In spite of ourselves, we cram Emily’s new science into our heads complete with a foreign vocabulary: variable feet, assonant rhyme, negative capability.
This morning he pounds his fist so hard, the transparency on the projector jumps, th
rowing the image out of square.
He straightens the slide and we read:
BECAUSE I could not stop for Death,
He kindly stopped for me;
The carriage held but just ourselves
And Immortality.
We slowly drove, he knew no haste,
And I had put away
My labor, and my leisure too,
For his civility.
We passed the school where children played,
Their lessons scarcely done;
We passed the fields of gazing grain,
We passed the setting sun.
We paused before a house that seemed
A swelling of the ground;
The roof was scarcely visible,
The cornice but a mound.
Since then ’t is centuries; but each
Feels shorter than the day
I first surmised the horses’ heads
Were toward eternity.
But everything is quiet.
Britton shifts in her seat. The henna bar code has given way to a metal crack ring. Ouch. “What are we supposed to hear?” she says.

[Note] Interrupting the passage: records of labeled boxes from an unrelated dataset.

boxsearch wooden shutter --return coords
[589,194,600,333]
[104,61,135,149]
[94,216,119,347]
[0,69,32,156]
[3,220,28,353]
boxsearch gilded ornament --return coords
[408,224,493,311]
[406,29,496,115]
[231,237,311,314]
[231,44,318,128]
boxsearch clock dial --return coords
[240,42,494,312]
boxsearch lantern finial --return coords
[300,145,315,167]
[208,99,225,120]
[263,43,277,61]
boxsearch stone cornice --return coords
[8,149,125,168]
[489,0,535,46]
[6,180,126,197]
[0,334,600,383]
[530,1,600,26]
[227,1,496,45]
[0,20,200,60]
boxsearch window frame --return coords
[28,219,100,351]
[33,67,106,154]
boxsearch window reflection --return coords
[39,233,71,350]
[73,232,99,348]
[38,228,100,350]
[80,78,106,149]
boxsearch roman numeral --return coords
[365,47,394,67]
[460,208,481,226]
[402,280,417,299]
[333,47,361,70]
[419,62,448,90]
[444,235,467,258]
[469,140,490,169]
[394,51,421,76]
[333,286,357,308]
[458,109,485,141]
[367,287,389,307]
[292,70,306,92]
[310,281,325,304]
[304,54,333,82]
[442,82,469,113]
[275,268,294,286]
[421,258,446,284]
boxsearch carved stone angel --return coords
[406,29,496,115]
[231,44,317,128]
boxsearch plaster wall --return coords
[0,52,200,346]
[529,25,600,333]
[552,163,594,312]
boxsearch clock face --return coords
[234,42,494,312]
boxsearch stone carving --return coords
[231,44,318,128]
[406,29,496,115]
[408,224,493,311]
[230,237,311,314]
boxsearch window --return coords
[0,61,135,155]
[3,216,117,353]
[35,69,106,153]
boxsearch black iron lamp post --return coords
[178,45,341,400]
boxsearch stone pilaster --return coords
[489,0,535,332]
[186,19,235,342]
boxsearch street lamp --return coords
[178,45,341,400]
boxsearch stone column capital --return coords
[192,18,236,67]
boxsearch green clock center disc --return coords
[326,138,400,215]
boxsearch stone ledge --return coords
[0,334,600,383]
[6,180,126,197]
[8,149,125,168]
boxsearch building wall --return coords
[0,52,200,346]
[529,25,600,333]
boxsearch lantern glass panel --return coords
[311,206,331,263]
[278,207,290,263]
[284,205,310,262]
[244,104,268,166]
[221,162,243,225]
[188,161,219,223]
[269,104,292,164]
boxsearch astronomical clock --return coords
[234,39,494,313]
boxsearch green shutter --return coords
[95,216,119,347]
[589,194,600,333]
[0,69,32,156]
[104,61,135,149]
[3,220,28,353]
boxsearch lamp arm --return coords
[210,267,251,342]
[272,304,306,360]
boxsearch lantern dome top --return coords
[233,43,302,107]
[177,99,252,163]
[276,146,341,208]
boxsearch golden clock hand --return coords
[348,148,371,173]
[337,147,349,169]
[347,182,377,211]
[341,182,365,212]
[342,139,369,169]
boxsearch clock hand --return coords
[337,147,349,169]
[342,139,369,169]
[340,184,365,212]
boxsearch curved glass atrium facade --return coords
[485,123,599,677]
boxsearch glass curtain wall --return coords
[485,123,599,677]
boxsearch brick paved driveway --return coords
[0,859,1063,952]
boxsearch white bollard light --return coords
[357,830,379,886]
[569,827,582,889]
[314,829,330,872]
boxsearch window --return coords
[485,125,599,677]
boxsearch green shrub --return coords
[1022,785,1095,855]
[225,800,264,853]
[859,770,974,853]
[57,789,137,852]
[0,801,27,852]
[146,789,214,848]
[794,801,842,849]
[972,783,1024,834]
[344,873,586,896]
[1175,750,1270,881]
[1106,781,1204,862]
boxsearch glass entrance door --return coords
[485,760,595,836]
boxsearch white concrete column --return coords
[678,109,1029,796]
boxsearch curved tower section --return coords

“Read it again. Do you hear the hooves galloping to the beat of her words?”
Mr. Mann slaps his hands rhythmically on his desk, making a drumming sound: Tuddlelump, tuddlelump. He attacks the blackboard:
Havisham is waving her arm.
“Kelly?”
“Mr. Mann! My book is different.” She holds up a white paperback with a subluxated spine. “It doesn’t say lessons; it’s talking about wrestling.”
Fiendish smile.
“There are different versions of many of Emily’s poems, depending on how old your book is, who did the editing, even the punctuation. Some of the multiple versions came from Emily herself. She was complex, changeable, amazingly ahead of her time.” He glances at me. I’m sure of it.
“So.” He moves fluidly across the room, hands clasped behind him. I’m stone drunk on his every gesture. Watching him walk does something supernatural to me. “What does the speaker figure out by the time she gets to the end of the poem?”
“That her ass is dead, man.” Kenny laughs.
“Bingo. And doesn’t that just make you want to scream?”